Riconoscibili perché simili allo scarabeo, ma con una livrea color verde metallico lucido, le carrughe, il cui nome scientifico è «Anomala vitis», vivono per lo più nelle zone boschive e nelle piante ad alto fusto. D’inverno le larve nascono nel terreno, accanto alle radici degli alberi. Poi, a maggio, gli esemplari diventano adulti e si riuniscono in sciami per cercare cibo. Sono molto voraci e apprezzano vari tipi di foglie: quelle dei meli, dei ciliegi, dei tigli, fino alle grandi foglie delle viti. Prediligono i vitigni di uva bianca rispetto a quelli di uva nera. Garganega, Pinot grigio, Chardonnay sono tutte qualità presenti nella Bassa che le «zurle» attaccano con maggior frequenza. «Ogni anno mi trovo a dover fare i conti con questo parassita», si lamenta Celestino Signorato, viticoltore di Albaredo con 13mila metri quadri di campagna. «Ho scoperto che gli storni ne sono ghiotti però non posso sperare che qualche uccellino mi liberi dal problema, perciò mi affido alla lotta chimica». «Le zurle sono molto fastidiose», dichiara Chiara Gambaretto, sempre di Albaredo, che si affaccia al mondo della viticoltura. «Ne ho abbattute a migliaia con un primo trattamento, ma ora sono tornate. Lasciano la pianta completamente pelata».
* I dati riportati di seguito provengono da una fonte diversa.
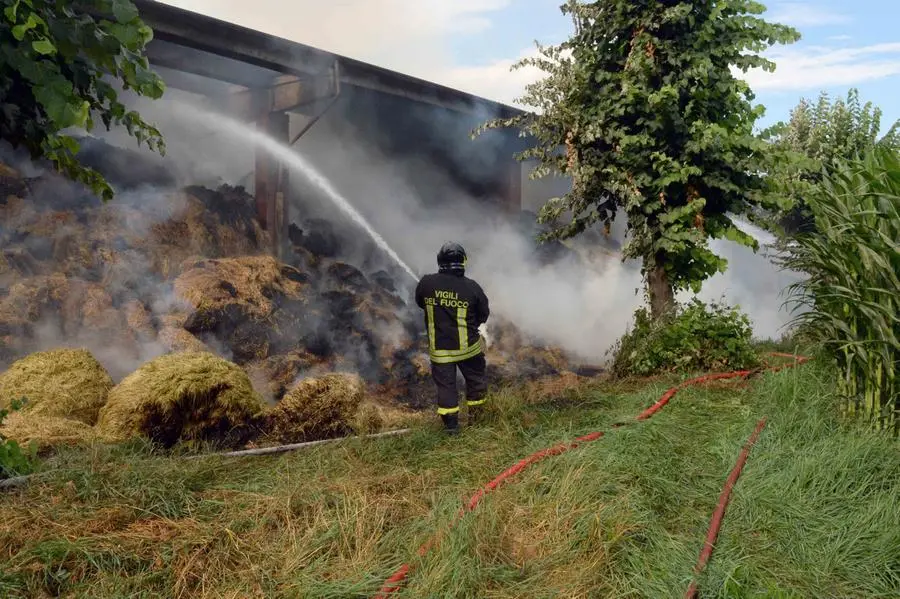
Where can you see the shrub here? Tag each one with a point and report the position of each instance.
(14, 461)
(692, 337)
(852, 294)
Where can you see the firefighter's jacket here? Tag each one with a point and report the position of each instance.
(455, 306)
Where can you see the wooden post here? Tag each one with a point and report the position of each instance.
(272, 180)
(263, 176)
(514, 188)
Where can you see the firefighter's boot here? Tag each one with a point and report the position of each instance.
(451, 423)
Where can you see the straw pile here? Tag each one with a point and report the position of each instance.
(185, 396)
(45, 432)
(63, 383)
(183, 271)
(318, 408)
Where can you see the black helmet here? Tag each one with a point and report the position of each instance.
(452, 255)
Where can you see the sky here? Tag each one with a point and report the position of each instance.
(471, 44)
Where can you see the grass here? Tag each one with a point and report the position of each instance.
(815, 514)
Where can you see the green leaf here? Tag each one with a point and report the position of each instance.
(10, 11)
(44, 47)
(124, 11)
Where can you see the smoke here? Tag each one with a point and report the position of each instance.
(414, 197)
(416, 206)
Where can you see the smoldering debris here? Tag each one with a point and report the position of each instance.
(162, 269)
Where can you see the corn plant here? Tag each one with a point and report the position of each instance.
(852, 294)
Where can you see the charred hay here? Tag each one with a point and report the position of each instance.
(166, 270)
(185, 396)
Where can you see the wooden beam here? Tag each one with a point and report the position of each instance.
(287, 93)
Solitamente il coleottero preferisce attaccare le piante esterne al vigneto, preservando le vigne interne. «Probabilmente l’anomala vitis vuole rimanere a contatto con gli alberi dove si sposta per riposare di notte, per questo non si addentra nella coltivazione», ipotizza Flavia Zenari, tecnico del gruppo Collis di San Bonifacio. Se l’infestazione viene sottovalutata, le piante con l’apparato fogliare danneggiato si indeboliscono e i grappoli di uva non riescono a maturare in modo equilibrato. Se, invece, si agisce con tempestività, la vite ricaccia tranquillamente la vegetazione entro una quindicina di giorni e il prodotto finale non ne risente. «L’anno scorso avevo avuto una cattiva esperienza con il trattamento che avevo utilizzato, perciò quest’anno ho provato con un aficida che si è dimostrato molto più efficace», racconta Silvano Menini, viticoltore di Tombazosana. «I maggiolini si erano annidati nelle foglie più alte, scuotendo le piante ne facevo cadere a centinaia».
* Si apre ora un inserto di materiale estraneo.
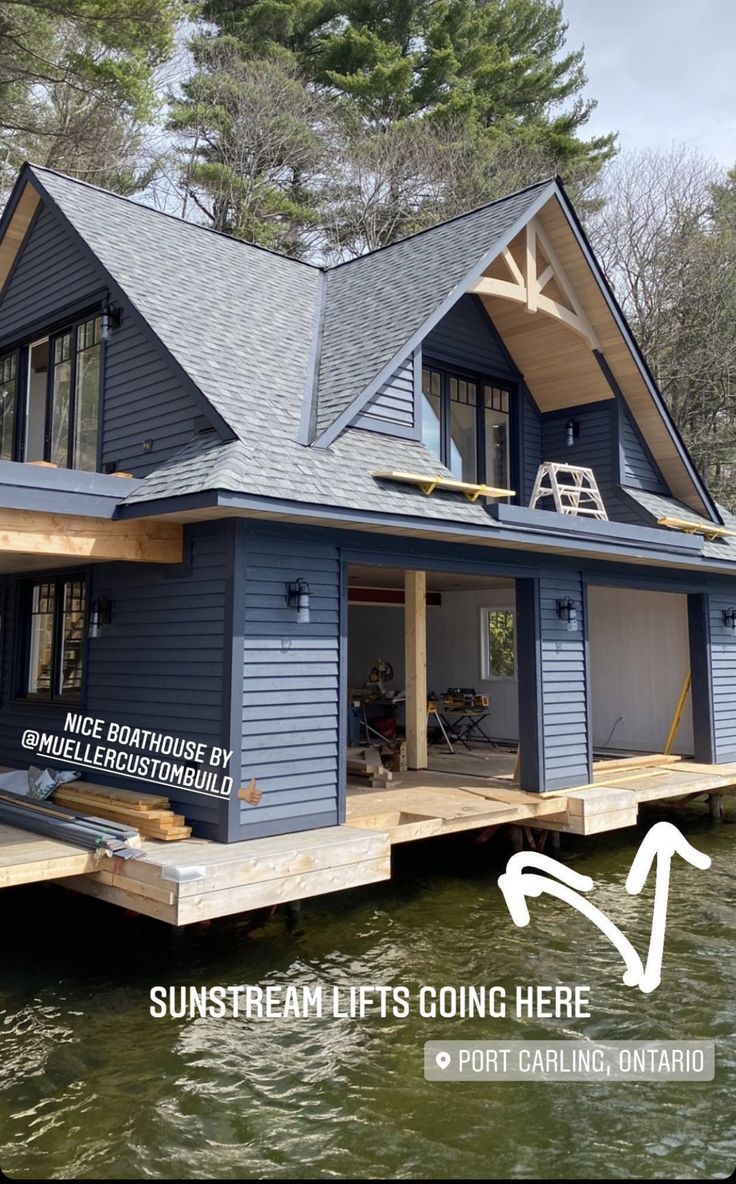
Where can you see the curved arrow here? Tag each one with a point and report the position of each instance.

«Quando, cinque anni fa, ci siamo trovati di fronte a questa invasione siamo rimasti basiti, non ci era mai successo prima», riferisce Zenari. «Eppure, qualche anziano ricordava la presenza di questi coleotteri verdi nei campi quarant’anni prima. Fortunatamente, mediante l’uso di prodotti registrati per il trattamento delle viti, si riesce con facilità a ridurre la popolazione dello sciame e a salvare il raccolto».

Claudio Valente, presidente provinciale della Coldiretti, osserva al riguardo : «Riscontriamo in alcune aziende associate a Coldiretti che si trovano nel comprensorio di Albaredo d’Adige la problematica legata alla straordinaria proliferazione di coleotteri verdi, con viva preoccupazione tra gli imprenditori agricoli che vedono compromessa la salute dei propri vigneti. Dal momento che sembra non esistere in natura un antagonista in grado di contrastare efficacemente la diffusione di questo insetto, confidiamo nel ruolo sempre più centrale della ricerca affinché i viticoltori siano messi nelle condizioni di salvaguardare il proprio raccolto, garantendo un prodotto salubre e di qualità».